Jordan: I hope that all my students will find moments that they feel successful and learn to harness that then apply it to other aspects of their lives. We are not all experts or masters, but I hope they will be able to spread their confidence and see that they are special in their own ways. As well that I have a never-ending supply of pencils. A boy can dream.
Chris: My one wish for the new year would be to have all students finish the year having experienced success as a result of my teaching. I want students to know they hold the power to learn and that anything is possible.
Laura: That my students and I will be curious, creative, collaborative, critical thinkers, and discover how to be good citizens.
What advice would you have given yourself as a new teacher?

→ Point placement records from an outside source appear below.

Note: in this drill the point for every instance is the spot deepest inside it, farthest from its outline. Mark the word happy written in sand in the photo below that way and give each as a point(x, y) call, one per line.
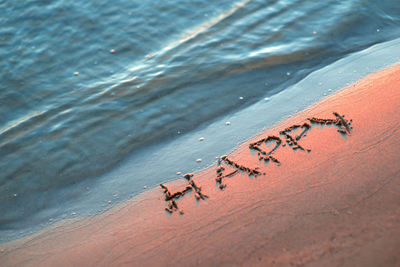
point(291, 140)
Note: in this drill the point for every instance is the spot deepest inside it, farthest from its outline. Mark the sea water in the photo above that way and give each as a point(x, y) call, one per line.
point(99, 99)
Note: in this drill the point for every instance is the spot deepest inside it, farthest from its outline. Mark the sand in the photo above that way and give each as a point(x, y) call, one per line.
point(335, 206)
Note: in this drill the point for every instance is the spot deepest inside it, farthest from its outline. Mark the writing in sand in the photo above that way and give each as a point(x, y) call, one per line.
point(224, 163)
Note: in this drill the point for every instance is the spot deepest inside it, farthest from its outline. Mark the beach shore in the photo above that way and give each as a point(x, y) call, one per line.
point(337, 205)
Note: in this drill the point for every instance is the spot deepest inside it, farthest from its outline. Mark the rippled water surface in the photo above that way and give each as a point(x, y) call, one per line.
point(84, 84)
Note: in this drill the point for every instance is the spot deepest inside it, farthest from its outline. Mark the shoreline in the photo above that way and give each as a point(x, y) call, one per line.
point(144, 169)
point(336, 205)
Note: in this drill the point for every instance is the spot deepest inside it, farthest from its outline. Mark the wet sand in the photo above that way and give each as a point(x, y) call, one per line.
point(338, 205)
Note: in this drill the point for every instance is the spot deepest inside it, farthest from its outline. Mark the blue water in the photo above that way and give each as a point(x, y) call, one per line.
point(148, 72)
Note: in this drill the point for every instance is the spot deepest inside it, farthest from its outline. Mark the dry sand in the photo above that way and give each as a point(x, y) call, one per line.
point(336, 206)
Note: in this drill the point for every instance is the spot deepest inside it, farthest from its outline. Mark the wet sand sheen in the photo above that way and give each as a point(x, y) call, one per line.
point(338, 205)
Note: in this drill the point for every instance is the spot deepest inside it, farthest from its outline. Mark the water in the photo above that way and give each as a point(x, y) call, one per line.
point(177, 66)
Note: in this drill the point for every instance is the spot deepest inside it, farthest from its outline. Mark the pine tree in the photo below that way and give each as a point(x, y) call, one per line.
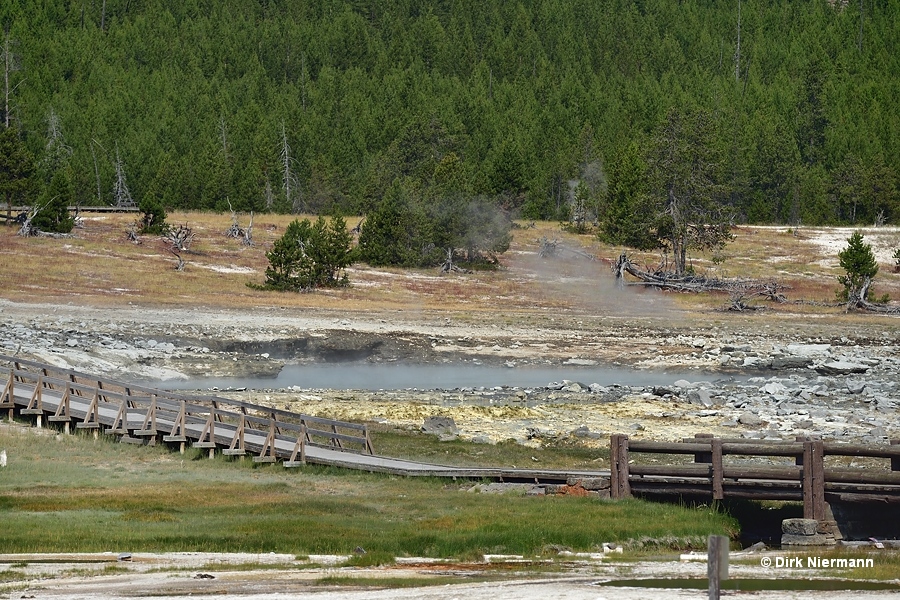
point(860, 266)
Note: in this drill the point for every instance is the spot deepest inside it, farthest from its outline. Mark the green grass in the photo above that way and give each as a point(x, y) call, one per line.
point(75, 494)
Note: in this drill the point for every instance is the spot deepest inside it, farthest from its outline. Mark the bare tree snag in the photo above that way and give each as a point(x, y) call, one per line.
point(131, 234)
point(179, 266)
point(448, 265)
point(181, 238)
point(121, 195)
point(247, 240)
point(740, 290)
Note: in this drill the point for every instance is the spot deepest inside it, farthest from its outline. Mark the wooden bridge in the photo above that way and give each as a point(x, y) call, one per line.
point(734, 468)
point(142, 415)
point(703, 466)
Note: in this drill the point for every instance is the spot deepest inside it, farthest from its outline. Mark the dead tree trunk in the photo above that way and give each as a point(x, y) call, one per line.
point(248, 233)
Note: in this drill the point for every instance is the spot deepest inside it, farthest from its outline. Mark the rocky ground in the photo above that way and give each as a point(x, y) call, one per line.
point(760, 377)
point(180, 576)
point(754, 376)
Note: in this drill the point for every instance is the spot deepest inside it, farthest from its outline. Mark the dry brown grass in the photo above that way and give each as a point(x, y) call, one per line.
point(100, 266)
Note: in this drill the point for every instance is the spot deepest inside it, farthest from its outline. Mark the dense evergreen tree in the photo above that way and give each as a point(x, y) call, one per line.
point(202, 98)
point(310, 255)
point(859, 264)
point(16, 168)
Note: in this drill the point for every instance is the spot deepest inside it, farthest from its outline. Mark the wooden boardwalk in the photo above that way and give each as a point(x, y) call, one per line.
point(141, 415)
point(760, 470)
point(700, 467)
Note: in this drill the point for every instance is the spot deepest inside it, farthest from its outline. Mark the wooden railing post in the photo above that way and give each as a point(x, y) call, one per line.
point(717, 469)
point(814, 480)
point(895, 462)
point(8, 398)
point(618, 466)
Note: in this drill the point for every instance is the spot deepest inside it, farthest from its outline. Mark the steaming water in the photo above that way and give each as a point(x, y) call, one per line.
point(367, 376)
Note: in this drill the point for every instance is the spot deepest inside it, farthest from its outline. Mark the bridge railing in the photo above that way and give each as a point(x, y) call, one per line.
point(807, 479)
point(142, 412)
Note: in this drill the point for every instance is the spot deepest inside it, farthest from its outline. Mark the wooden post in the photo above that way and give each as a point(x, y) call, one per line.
point(798, 460)
point(814, 480)
point(618, 459)
point(895, 462)
point(717, 469)
point(717, 564)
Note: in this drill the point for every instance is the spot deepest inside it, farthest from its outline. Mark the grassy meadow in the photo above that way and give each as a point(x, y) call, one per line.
point(98, 265)
point(72, 493)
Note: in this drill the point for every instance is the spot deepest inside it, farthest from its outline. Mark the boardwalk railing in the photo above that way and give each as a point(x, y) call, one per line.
point(807, 479)
point(143, 415)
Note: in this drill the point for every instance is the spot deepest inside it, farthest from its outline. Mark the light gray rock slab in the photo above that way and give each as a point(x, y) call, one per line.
point(841, 367)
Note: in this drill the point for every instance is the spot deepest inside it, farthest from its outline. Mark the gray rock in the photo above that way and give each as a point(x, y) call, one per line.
point(808, 349)
point(841, 367)
point(757, 362)
point(582, 362)
point(749, 419)
point(799, 526)
point(700, 397)
point(773, 387)
point(856, 387)
point(791, 362)
point(440, 426)
point(584, 432)
point(573, 387)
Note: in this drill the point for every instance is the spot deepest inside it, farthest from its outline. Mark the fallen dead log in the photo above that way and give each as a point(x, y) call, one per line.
point(740, 289)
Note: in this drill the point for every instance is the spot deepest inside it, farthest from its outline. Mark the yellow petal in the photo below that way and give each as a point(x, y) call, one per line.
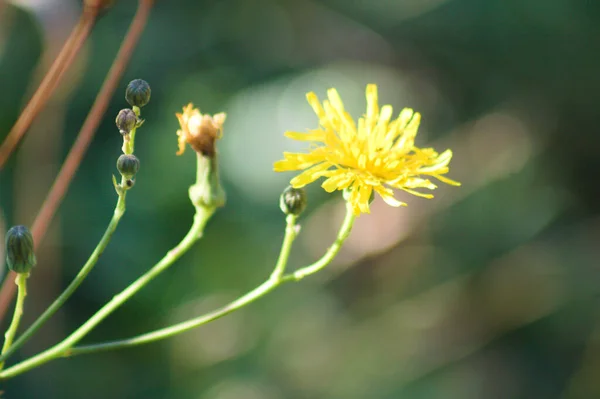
point(310, 175)
point(388, 196)
point(313, 135)
point(339, 181)
point(446, 180)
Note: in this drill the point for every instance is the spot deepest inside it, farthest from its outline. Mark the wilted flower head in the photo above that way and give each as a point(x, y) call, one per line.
point(373, 156)
point(199, 130)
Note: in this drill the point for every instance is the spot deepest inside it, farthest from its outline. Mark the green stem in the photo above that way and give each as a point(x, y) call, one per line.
point(85, 270)
point(333, 250)
point(284, 254)
point(273, 282)
point(277, 278)
point(21, 282)
point(200, 218)
point(66, 349)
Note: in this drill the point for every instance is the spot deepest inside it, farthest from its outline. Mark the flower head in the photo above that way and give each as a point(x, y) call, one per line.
point(199, 130)
point(376, 155)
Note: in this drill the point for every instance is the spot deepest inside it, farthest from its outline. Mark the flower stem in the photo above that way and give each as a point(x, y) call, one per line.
point(273, 282)
point(21, 282)
point(277, 278)
point(331, 253)
point(85, 270)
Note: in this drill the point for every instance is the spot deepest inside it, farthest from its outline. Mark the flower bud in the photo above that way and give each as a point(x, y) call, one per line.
point(128, 165)
point(20, 257)
point(293, 201)
point(126, 121)
point(137, 93)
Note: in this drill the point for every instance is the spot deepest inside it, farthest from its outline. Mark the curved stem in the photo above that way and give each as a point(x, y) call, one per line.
point(333, 250)
point(66, 294)
point(21, 282)
point(65, 348)
point(273, 282)
point(69, 167)
point(277, 278)
point(200, 219)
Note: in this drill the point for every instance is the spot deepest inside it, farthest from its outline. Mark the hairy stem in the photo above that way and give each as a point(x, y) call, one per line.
point(272, 283)
point(21, 283)
point(50, 82)
point(69, 167)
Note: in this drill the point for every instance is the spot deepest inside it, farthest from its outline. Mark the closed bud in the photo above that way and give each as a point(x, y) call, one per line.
point(126, 121)
point(128, 165)
point(20, 257)
point(137, 93)
point(293, 201)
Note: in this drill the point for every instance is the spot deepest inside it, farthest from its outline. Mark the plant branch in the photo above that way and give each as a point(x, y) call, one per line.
point(269, 285)
point(83, 140)
point(200, 219)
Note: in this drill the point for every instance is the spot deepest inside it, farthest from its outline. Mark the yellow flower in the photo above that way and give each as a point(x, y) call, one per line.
point(199, 131)
point(373, 156)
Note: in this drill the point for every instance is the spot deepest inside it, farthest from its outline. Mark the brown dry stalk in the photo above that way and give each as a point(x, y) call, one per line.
point(69, 167)
point(50, 82)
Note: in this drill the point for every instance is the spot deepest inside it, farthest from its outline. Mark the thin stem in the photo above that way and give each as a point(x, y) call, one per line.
point(272, 283)
point(21, 283)
point(85, 270)
point(63, 180)
point(269, 285)
point(50, 82)
point(284, 254)
point(65, 348)
point(333, 250)
point(200, 219)
point(176, 329)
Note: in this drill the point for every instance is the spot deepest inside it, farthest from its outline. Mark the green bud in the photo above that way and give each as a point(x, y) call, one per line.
point(126, 121)
point(293, 201)
point(137, 93)
point(128, 165)
point(20, 257)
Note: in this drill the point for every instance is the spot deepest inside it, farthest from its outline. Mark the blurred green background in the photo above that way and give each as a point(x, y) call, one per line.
point(488, 291)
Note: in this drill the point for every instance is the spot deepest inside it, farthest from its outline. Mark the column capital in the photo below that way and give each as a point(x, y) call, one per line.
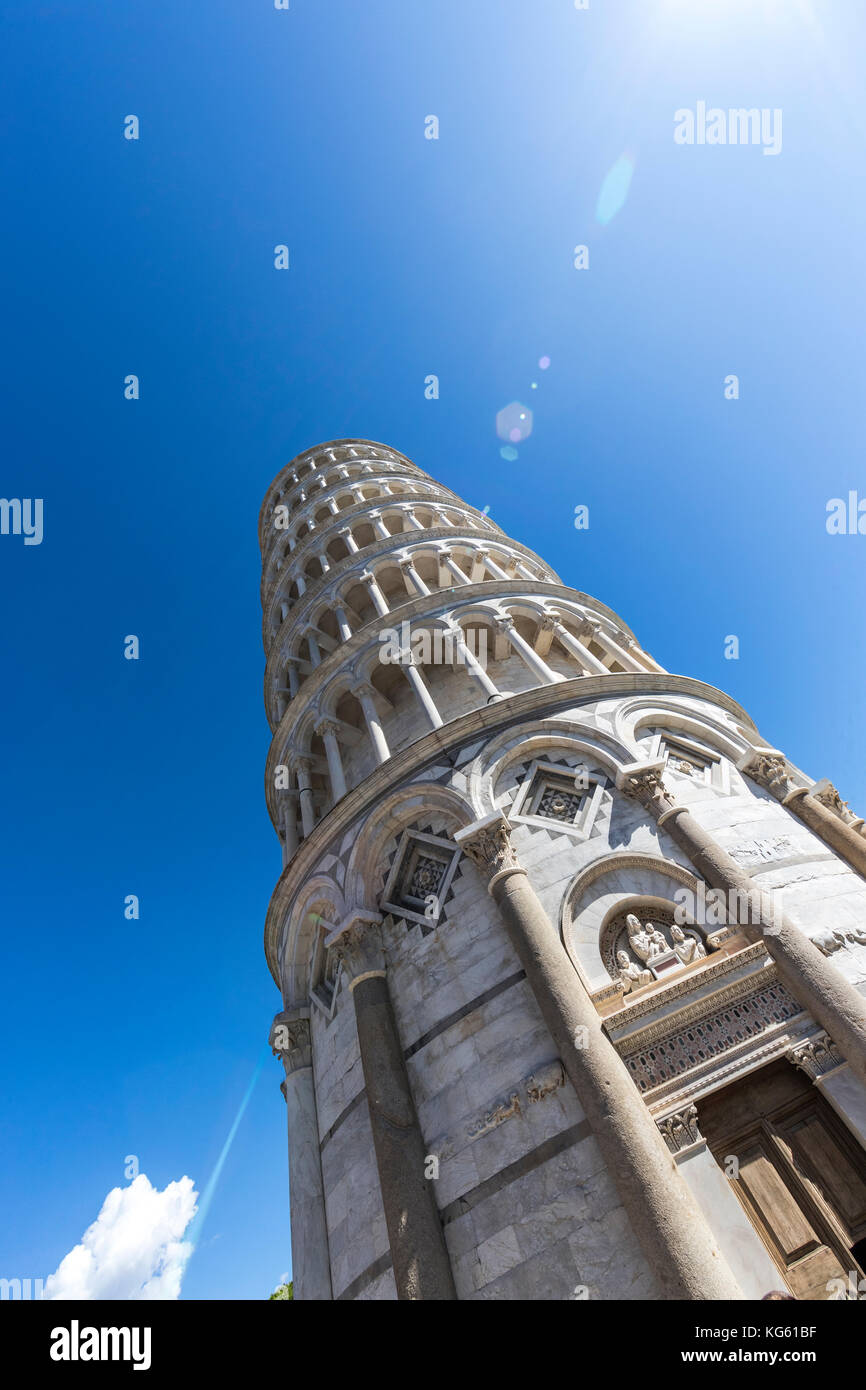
point(816, 1055)
point(645, 783)
point(357, 943)
point(680, 1130)
point(291, 1040)
point(769, 767)
point(488, 844)
point(829, 797)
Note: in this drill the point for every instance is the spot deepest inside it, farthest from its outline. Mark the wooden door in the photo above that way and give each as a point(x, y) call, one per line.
point(798, 1172)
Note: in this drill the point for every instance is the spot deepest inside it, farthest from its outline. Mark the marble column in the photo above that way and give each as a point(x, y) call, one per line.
point(291, 1043)
point(327, 730)
point(305, 792)
point(540, 669)
point(376, 594)
point(740, 1243)
point(823, 813)
point(577, 649)
point(421, 1268)
point(829, 997)
point(414, 578)
point(676, 1239)
point(829, 1072)
point(363, 695)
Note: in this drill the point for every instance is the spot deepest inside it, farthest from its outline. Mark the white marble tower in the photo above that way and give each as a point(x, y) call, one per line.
point(506, 1007)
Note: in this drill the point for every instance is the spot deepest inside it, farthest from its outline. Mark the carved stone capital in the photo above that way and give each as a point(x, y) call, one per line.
point(357, 943)
point(645, 783)
point(829, 797)
point(816, 1055)
point(769, 769)
point(488, 844)
point(680, 1130)
point(291, 1040)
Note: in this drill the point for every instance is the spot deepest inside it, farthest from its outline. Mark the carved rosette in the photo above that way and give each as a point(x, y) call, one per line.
point(488, 845)
point(359, 947)
point(680, 1130)
point(816, 1055)
point(291, 1041)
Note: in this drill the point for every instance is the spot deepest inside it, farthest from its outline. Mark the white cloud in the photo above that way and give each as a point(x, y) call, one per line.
point(134, 1248)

Kelsey: Being that I am a new teacher, and this will be my first time teaching on my own, I want to remind myself that it’s okay to not know everything. It’s okay to try new things and experiment. It is a learning process and I cannot be hard on myself. Burn out is a major concern to new teachers, so if I can be gentle on myself this year, I have done my job right. Also just have some fun!
Jordan: Learn to not sweat the small stuff. You are going to have days where your plans go out the window and you fall flat on your face, but you just have to pick yourself up and take it for what it is. As well take time for yourself. We often get caught up in work every evening and over the weekends. You need to be your best self to be the best that you can for your students. Go to the gym, the spa, read a book that you like that’s perhaps not about educational pedagogy, just do something for you as a person.
Chris: As a new teacher I would have told myself to stop striving for perfection, enjoy the crazy chaos that teaching is and understand when I have done enough. I will never be able to do all the things I would like to support my students, time is not finite, but I can prioritise the most important things and still have the same student success.
Laura: Seek advice and guidance from those around them in their school/division – I was fortunate to have a mentor (my student support teacher) who I could ask questions, plan with and watch teach. Be flexible in your teaching, sometimes you think you have an amazing lesson and your students are not engaged it is okay to stop and maybe try that lesson another day. Be prepared and organized, there is a lot of paperwork, notes, and assessments. Take time for yourself, I was told that your first year is a year of survival and it is stressful, but it is so rewarding and you need to take time for yourself to be the best teacher you can be. It’s about balance.